Batardiere A, Barone P, Dehay C, Kennedy H
Cerveau et Vision Unité 371, INSERM, Bron, France.
J Comp Neurol. 1998 Jul 13;396(4):493-510. doi: 10.1002/(sici)1096-9861(19980713)396:4<493::aid-cne6>3.0.co;2-x.
Corticocortical pathways can be classified as feedback and feedforward, in part according to the laminar distribution of the parent cell bodies. Here, we have developed exhaustive sampling procedures to determine unambiguously this laminar distribution. This shows that individual extrastriate areas in the adult cat have highly stereotyped proportions of supragranular layer neurons with respect to the total population of neurons back-projecting to area 17. During development, these adult laminar patterns emerge from an initially uniform radial distribution through a process of selective reorganization, which is highly specific to each area. Injections of fluorescent retrograde tracers were made in area 17. In areas 19, 20, posteromedial lateral suprasylvian area, and anteromedial lateral suprasylvian area, we defined a projection zone as the region containing retrogradely labeled neurons. In the neonate, counts of labeled neurons throughout the projection zones show constant percentages of 40% in the supragranular layers. During development, there is an area-specific reduction in the percentage of supragranular labeled neurons generating the laminar distributions characteristic of each area. Numbers of labeled neurons were estimated at different eccentricities of the projection zone. This finding indicates that during development there is a relative decrease in the numbers of labeled neurons of the periphery of the projection zone in the supragranular layers but not in the infragranular layers. This decrease is accompanied by a relative decrease in the dimensions of the supragranular projection zone with respect to the infragranular projection zone. These findings suggest that each extrastriate area precisely adjusts the proportions of supragranular layer neurons back-projecting to striate cortex in part by developmental changes in the divergence-convergence values of individual neurons. This shaping of corticocortical connectivity occurs relatively late in postnatal development and could, therefore, be under epigenetic control.

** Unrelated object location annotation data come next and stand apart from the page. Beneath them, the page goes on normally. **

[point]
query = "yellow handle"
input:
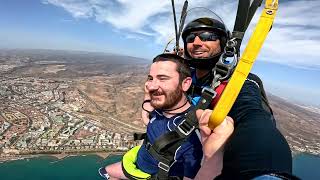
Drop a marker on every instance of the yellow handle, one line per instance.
(244, 66)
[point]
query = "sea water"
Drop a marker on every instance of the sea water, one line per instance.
(86, 167)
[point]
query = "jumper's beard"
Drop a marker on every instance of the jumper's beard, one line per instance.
(165, 100)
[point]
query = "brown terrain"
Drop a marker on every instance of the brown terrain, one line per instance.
(112, 86)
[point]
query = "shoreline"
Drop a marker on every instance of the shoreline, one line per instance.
(59, 156)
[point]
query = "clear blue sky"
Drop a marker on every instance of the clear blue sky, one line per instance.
(289, 62)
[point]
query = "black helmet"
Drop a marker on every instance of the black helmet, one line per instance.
(205, 23)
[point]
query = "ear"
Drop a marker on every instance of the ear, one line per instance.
(186, 83)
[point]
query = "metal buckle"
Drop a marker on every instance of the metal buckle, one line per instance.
(209, 90)
(186, 133)
(164, 166)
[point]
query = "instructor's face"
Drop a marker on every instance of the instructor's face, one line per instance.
(163, 85)
(202, 48)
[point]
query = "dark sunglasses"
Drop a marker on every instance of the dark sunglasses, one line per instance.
(204, 36)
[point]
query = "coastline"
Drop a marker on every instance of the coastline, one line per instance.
(59, 156)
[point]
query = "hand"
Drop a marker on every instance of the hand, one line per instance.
(213, 140)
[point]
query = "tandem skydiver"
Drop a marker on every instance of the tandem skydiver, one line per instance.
(167, 84)
(256, 149)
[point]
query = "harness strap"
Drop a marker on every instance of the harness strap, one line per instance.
(165, 147)
(245, 12)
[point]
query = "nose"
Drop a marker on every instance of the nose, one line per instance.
(152, 85)
(197, 41)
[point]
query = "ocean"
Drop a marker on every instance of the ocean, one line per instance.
(86, 167)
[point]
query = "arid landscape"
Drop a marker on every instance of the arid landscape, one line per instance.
(60, 101)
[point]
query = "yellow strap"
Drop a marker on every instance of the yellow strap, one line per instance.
(244, 66)
(128, 162)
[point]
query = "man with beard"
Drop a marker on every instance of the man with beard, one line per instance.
(167, 83)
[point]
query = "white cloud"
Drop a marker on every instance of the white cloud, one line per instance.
(294, 39)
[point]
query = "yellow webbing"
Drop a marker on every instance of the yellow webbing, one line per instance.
(128, 163)
(246, 61)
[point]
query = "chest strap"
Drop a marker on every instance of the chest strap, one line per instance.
(165, 147)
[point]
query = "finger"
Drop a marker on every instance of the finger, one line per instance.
(203, 116)
(217, 140)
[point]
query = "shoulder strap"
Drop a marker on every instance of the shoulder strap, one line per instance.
(165, 147)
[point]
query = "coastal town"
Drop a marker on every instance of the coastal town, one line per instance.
(57, 104)
(36, 119)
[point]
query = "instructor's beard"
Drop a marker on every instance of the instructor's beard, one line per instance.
(171, 98)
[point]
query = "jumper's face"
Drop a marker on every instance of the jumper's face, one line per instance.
(163, 85)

皮质-皮质通路可分为反馈和前馈通路,部分依据是母细胞体的层状分布。在此,我们开发了详尽的采样程序,以明确确定这种层状分布。这表明,成年猫的各个纹外区域相对于反向投射到17区的神经元总数而言,具有高度刻板的颗粒上层神经元比例。在发育过程中,这些成年层状模式通过选择性重组过程从最初均匀的径向分布中形成,这一过程对每个区域都具有高度特异性。在17区注射荧光逆行示踪剂。在19区、20区、后内侧外侧上薛氏区和前内侧外侧上薛氏区,我们将投射区定义为包含逆行标记神经元的区域。在新生猫中,对整个投射区内标记神经元的计数显示颗粒上层中恒定比例为40%。在发育过程中,颗粒上层标记神经元的百分比出现区域特异性降低,从而产生每个区域特有的层状分布。在投射区的不同偏心度处估计标记神经元的数量。这一发现表明,在发育过程中,颗粒上层投射区周边的标记神经元数量相对减少,而颗粒下层则没有。这种减少伴随着颗粒上层投射区相对于颗粒下层投射区尺寸的相对减小。这些发现表明,每个纹外区域通过单个神经元发散-会聚值的发育变化,部分地精确调整反向投射到纹状皮质的颗粒上层神经元的比例。皮质-皮质连接的这种塑造在出生后发育过程中相对较晚发生,因此可能受表观遗传控制。